The r is _b 2-50 nm, r is as follows _t Is within the range of 40 to 500nm,

the surface of the substrate has an arithmetic average roughness of 0.2-20 [ mu ] m.

2. The photocatalyst composite material according to claim 1, wherein a particle diameter distribution curve of all photocatalyst particles contained in the photocatalyst layer has two or more peaks.

3. The photocatalyst composite material according to claim 1 or 2, wherein the photocatalyst particles further comprise a metal oxide selected from the group consisting of titanium oxide, zinc oxide, niobium oxide, and tin oxide.

4. The photocatalyst composite material according to claim 1 or 2, wherein the photocatalyst layer contains 1/100000 to 1/10 times of silver nanowires based on the total mass of photocatalyst particles.

5. The photocatalyst composite material according to claim 1 or 2, wherein the photocatalyst layer contains photocatalyst particles having different chemical compositions.

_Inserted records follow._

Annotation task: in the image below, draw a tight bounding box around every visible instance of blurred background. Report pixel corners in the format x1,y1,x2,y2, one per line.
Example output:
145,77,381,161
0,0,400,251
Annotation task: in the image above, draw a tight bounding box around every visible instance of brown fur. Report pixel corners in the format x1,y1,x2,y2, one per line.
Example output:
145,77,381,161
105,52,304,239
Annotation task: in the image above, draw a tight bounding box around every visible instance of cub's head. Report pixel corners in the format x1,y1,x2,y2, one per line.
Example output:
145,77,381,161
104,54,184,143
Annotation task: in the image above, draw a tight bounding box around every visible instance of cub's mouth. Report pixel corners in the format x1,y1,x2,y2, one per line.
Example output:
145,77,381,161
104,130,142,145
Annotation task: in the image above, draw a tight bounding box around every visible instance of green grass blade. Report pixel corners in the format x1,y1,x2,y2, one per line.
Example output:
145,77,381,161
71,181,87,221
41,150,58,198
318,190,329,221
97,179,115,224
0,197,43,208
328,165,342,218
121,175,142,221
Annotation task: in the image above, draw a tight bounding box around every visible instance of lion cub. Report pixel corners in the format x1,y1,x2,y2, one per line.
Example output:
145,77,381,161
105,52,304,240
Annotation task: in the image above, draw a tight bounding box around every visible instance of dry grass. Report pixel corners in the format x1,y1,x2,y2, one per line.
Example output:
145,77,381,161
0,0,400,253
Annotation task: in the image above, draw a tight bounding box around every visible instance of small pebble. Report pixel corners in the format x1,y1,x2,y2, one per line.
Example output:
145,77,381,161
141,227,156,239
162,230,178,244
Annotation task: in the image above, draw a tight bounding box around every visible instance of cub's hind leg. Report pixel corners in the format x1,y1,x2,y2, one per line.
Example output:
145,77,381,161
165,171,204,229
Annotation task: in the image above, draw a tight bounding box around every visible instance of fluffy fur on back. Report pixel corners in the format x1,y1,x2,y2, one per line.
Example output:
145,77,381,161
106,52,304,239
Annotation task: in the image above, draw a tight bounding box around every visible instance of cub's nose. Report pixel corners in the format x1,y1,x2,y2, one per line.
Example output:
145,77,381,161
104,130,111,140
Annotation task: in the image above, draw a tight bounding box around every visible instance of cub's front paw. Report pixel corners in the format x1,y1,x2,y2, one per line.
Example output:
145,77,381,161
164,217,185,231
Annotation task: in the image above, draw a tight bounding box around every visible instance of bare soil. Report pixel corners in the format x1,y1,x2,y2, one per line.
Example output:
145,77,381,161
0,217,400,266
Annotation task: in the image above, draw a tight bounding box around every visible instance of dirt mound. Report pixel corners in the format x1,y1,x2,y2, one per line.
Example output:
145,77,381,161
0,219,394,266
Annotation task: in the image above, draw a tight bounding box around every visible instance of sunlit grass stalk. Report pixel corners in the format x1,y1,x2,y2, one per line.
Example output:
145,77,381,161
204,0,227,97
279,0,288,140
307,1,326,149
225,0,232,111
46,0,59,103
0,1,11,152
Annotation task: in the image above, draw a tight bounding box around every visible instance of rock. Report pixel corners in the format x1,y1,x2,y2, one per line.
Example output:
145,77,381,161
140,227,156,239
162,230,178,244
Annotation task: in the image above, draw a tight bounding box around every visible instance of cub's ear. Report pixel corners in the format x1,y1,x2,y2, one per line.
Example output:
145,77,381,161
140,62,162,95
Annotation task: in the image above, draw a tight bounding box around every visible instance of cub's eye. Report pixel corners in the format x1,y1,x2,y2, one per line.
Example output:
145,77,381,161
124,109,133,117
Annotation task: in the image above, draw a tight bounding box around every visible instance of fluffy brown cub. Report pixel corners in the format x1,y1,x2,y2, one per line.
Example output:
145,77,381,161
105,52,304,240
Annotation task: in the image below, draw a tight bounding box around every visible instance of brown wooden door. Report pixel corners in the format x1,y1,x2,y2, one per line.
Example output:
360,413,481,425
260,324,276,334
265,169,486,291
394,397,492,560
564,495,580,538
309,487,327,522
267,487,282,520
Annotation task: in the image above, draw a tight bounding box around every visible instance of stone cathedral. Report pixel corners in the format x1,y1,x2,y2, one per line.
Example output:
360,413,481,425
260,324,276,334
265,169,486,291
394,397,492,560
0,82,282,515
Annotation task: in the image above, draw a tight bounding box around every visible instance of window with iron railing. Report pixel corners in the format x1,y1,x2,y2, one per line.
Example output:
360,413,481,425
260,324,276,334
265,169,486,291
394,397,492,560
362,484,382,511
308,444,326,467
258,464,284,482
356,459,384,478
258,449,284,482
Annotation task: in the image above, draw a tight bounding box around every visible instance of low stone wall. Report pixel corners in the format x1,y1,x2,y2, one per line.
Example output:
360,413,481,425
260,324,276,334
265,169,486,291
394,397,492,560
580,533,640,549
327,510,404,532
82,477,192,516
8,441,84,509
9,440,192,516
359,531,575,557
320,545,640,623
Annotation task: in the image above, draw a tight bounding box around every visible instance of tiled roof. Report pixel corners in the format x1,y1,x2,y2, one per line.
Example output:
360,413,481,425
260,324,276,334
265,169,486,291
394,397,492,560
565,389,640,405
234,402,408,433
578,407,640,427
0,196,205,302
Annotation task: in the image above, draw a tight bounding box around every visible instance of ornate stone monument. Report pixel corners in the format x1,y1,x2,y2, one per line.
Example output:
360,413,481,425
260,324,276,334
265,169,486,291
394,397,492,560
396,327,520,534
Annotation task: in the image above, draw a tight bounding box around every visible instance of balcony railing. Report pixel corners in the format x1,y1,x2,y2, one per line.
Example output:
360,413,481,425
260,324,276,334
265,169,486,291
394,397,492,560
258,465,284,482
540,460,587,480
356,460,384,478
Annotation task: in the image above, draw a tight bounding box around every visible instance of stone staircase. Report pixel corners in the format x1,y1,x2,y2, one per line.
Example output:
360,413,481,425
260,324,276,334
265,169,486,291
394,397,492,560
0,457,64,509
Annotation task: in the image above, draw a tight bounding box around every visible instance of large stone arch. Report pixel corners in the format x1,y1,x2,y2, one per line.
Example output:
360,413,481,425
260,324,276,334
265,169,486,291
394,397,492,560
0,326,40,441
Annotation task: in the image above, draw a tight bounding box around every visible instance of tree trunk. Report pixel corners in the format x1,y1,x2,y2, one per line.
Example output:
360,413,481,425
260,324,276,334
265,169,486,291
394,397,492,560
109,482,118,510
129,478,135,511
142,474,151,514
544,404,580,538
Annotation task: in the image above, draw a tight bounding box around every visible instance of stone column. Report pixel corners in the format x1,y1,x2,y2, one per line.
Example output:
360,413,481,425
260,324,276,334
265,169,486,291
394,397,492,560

6. A method for producing a photocatalyst composite material, comprising the following steps in this order: a step of coating a dispersion liquid containing the 1 st photocatalyst particles and silver nanowires on a substrate; a step of coating a dispersion liquid containing 2 nd photocatalyst particles having an average particle diameter larger than that of the 1 st photocatalyst particles,

the 1 st photocatalyst particles are tungsten oxide with an average particle diameter of 2-50 nm, the 2 nd photocatalyst particles have an average particle diameter of 40-500 nm,

7. A photocatalyst device is provided with:

the photocatalyst composite material according to any one of claims 1 to 5,

A light irradiation member for imparting photocatalytic activity to the substrate, and

a supply member that supplies a substance to be treated to the photocatalyst composite material,

the photocatalyst composite material, which generates catalytic activity by light, promotes chemical reactions for treating the substance.

8. The photocatalyst apparatus according to claim 7, wherein the photocatalyst layer further comprises an adsorbing material that adsorbs the substance.